Consequently, separate these two concerns: First obtain all resources and then, if that succeeded, create the object with these resources and use it. The object creation as such in this design cannot fail, the constructor is nothrow; it is trivial boilerplate code (copy data etc.). If, on the other hand, resource acquisition failed, object creation and object use are both skipped: Your problem with existing but unusable objects is gone.
Responding to your edit about try/catch comprising the entire program: Exceptions as error indicators are better suited for things which are done in many places at various times in a program because they guarantee error handling (by default through an abort) while separating it from the normal control flow. This is impossible to do with classic return value examination, which leaves us with a choice between unreadable or unreliable programs.
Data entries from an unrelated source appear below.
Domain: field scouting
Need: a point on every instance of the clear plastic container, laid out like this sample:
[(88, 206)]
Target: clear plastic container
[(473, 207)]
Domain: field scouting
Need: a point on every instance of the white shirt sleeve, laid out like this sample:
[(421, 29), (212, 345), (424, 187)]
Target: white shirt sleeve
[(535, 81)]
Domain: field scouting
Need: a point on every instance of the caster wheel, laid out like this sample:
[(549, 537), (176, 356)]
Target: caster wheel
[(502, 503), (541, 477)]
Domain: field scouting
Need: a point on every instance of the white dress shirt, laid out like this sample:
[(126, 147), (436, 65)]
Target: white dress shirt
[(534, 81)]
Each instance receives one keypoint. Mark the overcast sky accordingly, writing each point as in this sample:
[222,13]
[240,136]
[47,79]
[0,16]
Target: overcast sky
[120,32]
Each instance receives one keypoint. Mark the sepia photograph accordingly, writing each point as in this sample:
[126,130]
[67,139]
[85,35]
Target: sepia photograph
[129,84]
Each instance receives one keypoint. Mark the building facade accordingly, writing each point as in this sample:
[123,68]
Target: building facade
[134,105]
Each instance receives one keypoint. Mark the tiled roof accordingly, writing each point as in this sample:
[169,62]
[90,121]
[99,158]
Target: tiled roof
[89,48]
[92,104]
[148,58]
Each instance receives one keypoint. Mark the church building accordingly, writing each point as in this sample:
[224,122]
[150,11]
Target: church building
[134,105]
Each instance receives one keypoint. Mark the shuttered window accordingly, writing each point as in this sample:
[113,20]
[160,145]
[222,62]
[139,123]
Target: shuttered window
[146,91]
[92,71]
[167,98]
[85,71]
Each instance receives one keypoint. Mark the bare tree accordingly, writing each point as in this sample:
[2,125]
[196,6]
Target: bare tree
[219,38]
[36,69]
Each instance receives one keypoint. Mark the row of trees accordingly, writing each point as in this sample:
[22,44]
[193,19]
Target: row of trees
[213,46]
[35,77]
But if you have long-lived objects which are created only rarely (in your example: only at startup) you don't need exceptions. As you said, constructor exceptions guarantee that only properly initialized objects can be used. But if such an object is only created at startup this danger is low. You check for success one way or another and exit the program which cannot perform its purpose if the initial resource acquisition failed. This way the error is handled where it occurred. Even in less extreme cases (e.g. when an object is created at the beginning of a large function other than main) this may be the simpler solution.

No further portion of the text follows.